Hoy me encontraba escuchando música en mi teléfono celular mientras me dirigía a mi trabajo. De repente, suena una alabanza muy antigua llamada El leproso. Esa canción la he escuchado muchas veces, pero por primera vez me detuve a reflexionar en la letra. 

Muchos de nosotros hemos escuchado la historia del hombre leproso que recibió la sanidad gracias a la obra de Jesucristo. Pero, ¿le hemos dado la importancia que tiene? ¿Hemos comprendido a cabalidad la tremenda obra que realizó Jesús en su vida?
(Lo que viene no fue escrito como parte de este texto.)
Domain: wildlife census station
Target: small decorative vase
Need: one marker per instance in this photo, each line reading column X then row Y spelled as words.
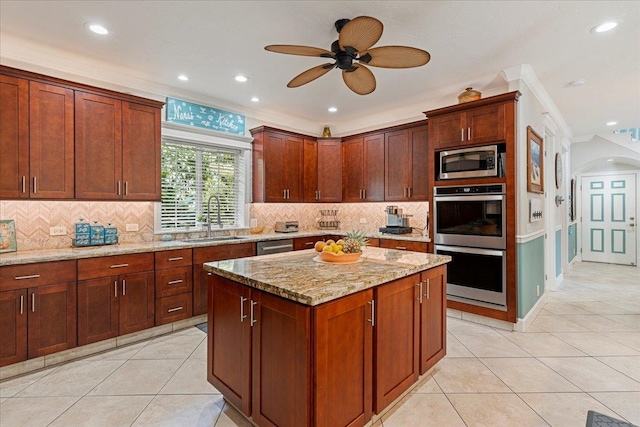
column 469, row 95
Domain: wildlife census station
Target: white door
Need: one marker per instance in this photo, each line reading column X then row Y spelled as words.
column 609, row 219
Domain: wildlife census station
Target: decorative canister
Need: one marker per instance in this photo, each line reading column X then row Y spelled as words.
column 469, row 95
column 97, row 234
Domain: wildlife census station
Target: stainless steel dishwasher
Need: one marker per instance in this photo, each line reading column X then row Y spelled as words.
column 274, row 246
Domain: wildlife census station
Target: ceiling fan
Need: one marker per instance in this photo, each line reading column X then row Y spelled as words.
column 355, row 40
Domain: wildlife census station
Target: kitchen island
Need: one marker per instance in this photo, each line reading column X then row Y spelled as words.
column 293, row 341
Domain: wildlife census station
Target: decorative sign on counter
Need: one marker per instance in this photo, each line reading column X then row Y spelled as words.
column 191, row 114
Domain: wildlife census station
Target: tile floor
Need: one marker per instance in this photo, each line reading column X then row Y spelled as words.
column 582, row 352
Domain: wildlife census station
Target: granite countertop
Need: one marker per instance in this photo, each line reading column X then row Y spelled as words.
column 298, row 277
column 62, row 254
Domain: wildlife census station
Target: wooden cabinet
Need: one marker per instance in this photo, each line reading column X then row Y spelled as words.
column 479, row 125
column 363, row 169
column 433, row 328
column 258, row 351
column 343, row 349
column 117, row 149
column 208, row 254
column 406, row 164
column 115, row 296
column 397, row 338
column 174, row 286
column 38, row 315
column 277, row 165
column 323, row 170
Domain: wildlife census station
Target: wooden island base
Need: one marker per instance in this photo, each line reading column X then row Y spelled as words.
column 284, row 363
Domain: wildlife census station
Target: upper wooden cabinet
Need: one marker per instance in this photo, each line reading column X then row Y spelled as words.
column 277, row 165
column 363, row 169
column 406, row 164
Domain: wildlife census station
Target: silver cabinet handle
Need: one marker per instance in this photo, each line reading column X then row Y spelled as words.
column 372, row 303
column 253, row 320
column 242, row 315
column 119, row 265
column 31, row 276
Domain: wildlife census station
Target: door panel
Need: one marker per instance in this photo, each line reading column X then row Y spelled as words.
column 609, row 219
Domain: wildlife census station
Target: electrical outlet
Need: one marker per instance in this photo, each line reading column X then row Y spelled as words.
column 57, row 231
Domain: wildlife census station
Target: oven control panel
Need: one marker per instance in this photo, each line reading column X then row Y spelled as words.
column 535, row 210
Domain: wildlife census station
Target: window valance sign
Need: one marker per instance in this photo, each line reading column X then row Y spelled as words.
column 204, row 117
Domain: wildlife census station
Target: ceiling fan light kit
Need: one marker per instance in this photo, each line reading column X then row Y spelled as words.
column 355, row 40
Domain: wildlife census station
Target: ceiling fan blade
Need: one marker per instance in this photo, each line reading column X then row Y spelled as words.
column 396, row 57
column 361, row 81
column 299, row 50
column 310, row 75
column 360, row 33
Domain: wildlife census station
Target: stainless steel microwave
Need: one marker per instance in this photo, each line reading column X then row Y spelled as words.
column 470, row 162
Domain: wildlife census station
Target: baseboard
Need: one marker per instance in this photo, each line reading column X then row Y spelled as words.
column 523, row 324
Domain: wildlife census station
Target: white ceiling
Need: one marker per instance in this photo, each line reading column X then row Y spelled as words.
column 470, row 43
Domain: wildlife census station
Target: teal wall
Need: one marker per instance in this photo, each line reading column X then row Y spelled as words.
column 530, row 274
column 558, row 252
column 572, row 243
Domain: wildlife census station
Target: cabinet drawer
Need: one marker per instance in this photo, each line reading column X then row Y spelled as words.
column 92, row 268
column 31, row 275
column 173, row 281
column 403, row 245
column 175, row 258
column 173, row 308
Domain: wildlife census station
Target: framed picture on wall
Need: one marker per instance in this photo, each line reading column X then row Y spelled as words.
column 535, row 162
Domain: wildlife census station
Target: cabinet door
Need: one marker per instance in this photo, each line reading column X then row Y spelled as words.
column 397, row 335
column 419, row 189
column 397, row 148
column 433, row 328
column 98, row 309
column 330, row 171
column 373, row 168
column 352, row 170
column 14, row 137
column 229, row 341
column 52, row 319
column 137, row 304
column 281, row 374
column 140, row 152
column 13, row 326
column 294, row 161
column 343, row 348
column 98, row 147
column 447, row 130
column 51, row 141
column 485, row 124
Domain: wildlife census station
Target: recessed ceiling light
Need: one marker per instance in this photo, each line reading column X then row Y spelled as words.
column 605, row 26
column 98, row 29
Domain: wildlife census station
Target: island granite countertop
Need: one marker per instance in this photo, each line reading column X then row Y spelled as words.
column 301, row 277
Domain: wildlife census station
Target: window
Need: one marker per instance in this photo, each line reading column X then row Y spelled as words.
column 191, row 173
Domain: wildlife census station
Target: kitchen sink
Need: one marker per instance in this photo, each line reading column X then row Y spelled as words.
column 213, row 239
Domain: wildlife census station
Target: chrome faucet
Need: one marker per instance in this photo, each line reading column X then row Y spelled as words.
column 209, row 214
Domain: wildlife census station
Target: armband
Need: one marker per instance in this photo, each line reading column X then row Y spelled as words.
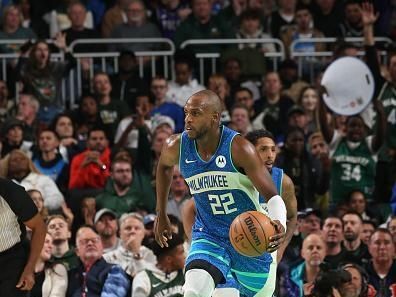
column 277, row 209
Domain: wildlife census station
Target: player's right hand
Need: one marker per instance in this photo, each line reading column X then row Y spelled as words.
column 162, row 229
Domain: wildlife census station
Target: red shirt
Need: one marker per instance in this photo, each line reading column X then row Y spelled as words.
column 91, row 175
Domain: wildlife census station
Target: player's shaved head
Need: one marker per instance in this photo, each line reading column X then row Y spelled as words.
column 210, row 100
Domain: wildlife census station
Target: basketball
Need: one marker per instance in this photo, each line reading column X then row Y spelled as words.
column 250, row 233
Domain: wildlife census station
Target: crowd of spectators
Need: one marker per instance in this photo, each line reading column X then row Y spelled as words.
column 91, row 170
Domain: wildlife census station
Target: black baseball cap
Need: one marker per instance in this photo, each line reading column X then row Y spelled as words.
column 309, row 211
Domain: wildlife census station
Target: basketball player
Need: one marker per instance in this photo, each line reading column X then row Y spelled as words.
column 264, row 143
column 223, row 171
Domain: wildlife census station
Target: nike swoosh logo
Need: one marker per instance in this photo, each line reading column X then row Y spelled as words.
column 190, row 161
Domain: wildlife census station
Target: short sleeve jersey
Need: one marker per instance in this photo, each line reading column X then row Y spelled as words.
column 221, row 192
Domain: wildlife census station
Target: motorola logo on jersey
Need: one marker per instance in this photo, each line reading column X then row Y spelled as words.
column 221, row 161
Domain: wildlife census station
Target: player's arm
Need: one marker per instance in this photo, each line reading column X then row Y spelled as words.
column 188, row 216
column 289, row 197
column 379, row 136
column 169, row 157
column 245, row 156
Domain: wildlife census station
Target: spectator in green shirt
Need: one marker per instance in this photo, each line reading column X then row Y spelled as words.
column 201, row 25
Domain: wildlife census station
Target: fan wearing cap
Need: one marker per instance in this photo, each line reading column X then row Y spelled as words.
column 166, row 278
column 353, row 154
column 106, row 225
column 159, row 87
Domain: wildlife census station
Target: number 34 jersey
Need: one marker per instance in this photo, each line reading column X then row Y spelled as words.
column 220, row 191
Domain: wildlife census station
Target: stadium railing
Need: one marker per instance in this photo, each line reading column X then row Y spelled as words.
column 213, row 56
column 313, row 60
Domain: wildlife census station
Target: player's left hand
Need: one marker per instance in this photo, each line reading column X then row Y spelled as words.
column 276, row 240
column 26, row 281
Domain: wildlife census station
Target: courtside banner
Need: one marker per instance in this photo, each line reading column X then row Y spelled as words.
column 349, row 86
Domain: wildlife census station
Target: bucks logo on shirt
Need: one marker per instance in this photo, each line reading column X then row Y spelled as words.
column 388, row 98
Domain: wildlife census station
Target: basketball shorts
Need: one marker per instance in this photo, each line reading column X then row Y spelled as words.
column 252, row 276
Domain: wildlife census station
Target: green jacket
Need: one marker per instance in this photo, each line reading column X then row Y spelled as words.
column 140, row 196
column 191, row 28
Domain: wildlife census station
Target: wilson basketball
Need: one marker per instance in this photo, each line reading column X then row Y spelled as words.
column 250, row 233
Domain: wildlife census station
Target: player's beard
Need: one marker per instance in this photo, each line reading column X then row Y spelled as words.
column 350, row 236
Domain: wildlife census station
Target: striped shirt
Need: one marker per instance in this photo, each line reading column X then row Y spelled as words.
column 16, row 207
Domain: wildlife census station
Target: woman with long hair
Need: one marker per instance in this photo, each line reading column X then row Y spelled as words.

Sucedió que estando él en una de las ciudades, se presentó un hombre lleno de lepra, el cual, viendo a Jesús, se postró con el rostro en tierra y le rogó, diciendo: Señor, si quieres, puedes limpiarme. Entonces, extendiendo él la mano, le tocó, diciendo: Quiero; sé limpio. Y al instante la lepra se fue de él
Lucas 5:12-13 | Reina Valera 1960

Lo primero que Jesús hizo por esta persona fue permitirle hallar sanidad. Y eso no es menor. Esta persona no tenía un resfriado común, o un leve dolor muscular; tenía lepra. Esta enfermedad implica lesiones en la piel, como ampollas y erupciones. ¿Se ha imaginado lo difícil que debe ser vivir con esta enfermedad donde algo tan trascendental como la piel ya no funciona igual? ¿Se ha imaginado lo complejo que debe ser que los demás te miren distinto sólo por el hecho de tener una patología cutánea? Dios a través de su hijo Jesús pudo brindar sanidad física y mental a este hombre que tanto lo necesitaba.